A pair of education advocates urged President Obama to prioritize the distribution of funds from the recently created Community College and Career Training Grant program to those institutions that radically remodel their certificate and degree programs to emphasize speedy graduation and job placement.
Jamie P. Merisotis, president of the Lumina Foundation for Education, and Stan Jones, president of Complete College America, made the pitch Friday during a discussion moderated by The Washington Monthly to James Kvaal, who will take over as deputy under secretary of education next month. Many community colleges, they argued, cannot get displaced workers a credential and back into the workforce fast enough.
“Many of these programs, quite bluntly, simply take too long to finish – particularly for families already under financial pressure,” Merisotis said. “Time is a major factor for many of these individuals – adults and traditional-age students. It forces them back into, if they can find them, low-wage, low-skills jobs that simply intensify the need for more and often costly education down the road.”

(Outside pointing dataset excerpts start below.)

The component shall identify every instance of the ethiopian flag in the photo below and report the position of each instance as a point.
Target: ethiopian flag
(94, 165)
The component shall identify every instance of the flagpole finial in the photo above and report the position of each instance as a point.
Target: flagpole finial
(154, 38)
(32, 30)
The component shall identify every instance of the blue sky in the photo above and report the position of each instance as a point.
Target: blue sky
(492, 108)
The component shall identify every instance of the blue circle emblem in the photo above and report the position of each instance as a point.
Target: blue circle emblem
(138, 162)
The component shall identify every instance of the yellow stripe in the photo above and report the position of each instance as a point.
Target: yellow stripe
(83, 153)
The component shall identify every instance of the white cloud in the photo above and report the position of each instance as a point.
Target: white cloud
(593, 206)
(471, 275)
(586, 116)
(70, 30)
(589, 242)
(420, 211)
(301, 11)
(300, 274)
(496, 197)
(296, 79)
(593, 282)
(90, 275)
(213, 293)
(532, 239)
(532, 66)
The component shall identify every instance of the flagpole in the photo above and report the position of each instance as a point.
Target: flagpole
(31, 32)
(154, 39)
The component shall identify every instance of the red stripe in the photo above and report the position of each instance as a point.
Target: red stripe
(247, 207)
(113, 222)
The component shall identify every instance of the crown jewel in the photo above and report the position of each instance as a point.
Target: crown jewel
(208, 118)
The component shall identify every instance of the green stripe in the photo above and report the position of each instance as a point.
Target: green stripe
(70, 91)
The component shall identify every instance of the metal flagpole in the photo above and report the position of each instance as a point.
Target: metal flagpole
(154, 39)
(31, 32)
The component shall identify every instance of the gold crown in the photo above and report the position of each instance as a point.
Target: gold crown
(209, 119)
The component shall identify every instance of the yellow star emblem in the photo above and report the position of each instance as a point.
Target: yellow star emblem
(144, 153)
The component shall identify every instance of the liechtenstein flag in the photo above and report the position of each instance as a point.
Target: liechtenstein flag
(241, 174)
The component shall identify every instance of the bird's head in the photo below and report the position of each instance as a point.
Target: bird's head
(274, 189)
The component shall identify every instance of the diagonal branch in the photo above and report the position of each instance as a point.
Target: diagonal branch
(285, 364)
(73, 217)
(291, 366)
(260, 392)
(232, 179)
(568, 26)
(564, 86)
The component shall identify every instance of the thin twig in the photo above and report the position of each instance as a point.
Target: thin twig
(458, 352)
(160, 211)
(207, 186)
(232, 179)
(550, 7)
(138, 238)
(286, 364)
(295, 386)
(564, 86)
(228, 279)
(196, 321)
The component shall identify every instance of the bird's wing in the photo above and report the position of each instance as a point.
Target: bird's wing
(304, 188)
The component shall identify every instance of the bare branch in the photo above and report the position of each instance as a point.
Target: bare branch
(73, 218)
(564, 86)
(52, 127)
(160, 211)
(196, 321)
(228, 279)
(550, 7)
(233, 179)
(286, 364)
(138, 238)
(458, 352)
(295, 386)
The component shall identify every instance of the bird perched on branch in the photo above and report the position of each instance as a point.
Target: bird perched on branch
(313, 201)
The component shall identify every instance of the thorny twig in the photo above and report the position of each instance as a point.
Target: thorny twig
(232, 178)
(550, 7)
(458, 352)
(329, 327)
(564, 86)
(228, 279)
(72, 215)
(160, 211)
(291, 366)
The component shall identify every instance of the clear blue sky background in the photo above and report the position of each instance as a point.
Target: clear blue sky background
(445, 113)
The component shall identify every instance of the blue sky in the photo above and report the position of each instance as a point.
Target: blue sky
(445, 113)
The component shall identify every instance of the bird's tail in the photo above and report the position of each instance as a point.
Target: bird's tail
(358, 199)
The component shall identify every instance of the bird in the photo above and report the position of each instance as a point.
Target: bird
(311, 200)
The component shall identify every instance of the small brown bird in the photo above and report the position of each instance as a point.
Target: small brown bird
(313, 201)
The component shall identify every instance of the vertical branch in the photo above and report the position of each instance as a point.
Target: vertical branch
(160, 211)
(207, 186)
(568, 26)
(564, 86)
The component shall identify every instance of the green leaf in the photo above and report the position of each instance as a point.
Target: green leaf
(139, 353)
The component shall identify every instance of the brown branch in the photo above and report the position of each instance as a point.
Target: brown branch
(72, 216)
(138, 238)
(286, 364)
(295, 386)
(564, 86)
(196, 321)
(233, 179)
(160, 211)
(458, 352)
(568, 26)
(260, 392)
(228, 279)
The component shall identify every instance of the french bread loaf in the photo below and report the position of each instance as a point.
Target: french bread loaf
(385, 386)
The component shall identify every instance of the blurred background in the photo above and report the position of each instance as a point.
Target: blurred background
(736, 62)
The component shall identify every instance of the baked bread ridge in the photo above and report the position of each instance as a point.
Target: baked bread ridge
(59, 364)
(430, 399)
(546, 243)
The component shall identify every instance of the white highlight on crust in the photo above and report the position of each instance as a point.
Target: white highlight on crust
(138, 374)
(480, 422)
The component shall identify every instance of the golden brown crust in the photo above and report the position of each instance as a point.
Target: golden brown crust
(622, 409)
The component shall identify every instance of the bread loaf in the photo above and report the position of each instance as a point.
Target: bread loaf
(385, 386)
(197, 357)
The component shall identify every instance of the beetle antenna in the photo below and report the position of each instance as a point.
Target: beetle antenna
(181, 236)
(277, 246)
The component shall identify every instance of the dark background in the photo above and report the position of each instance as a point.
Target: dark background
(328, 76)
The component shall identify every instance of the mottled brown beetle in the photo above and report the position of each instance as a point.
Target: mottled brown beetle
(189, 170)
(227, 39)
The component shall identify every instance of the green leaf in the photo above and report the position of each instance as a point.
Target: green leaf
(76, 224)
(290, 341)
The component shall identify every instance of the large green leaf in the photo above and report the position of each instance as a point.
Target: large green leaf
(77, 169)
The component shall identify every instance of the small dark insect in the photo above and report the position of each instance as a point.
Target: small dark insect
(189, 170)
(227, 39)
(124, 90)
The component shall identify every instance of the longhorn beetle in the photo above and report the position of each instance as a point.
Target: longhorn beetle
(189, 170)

While Merisotis and Jones did not set a time limit, they generally praised as models programs that take a year, maximum, to finish – quite a contrast from the two-year norm for many associate degrees – assuming students enroll full time. Though community colleges offer low-cost programs, they do not, Merisotis argued, offer students the “quicker-to-graduation curricula and job-placement” of the best for-profit institutions. But Merisotis does not think the answer to what he suggested was community colleges’ inefficiency is found in brand-new institutional design. If anything, the model Merisotis believes community colleges around the country should emulate is a rather old idea – that of a traditional vocational school.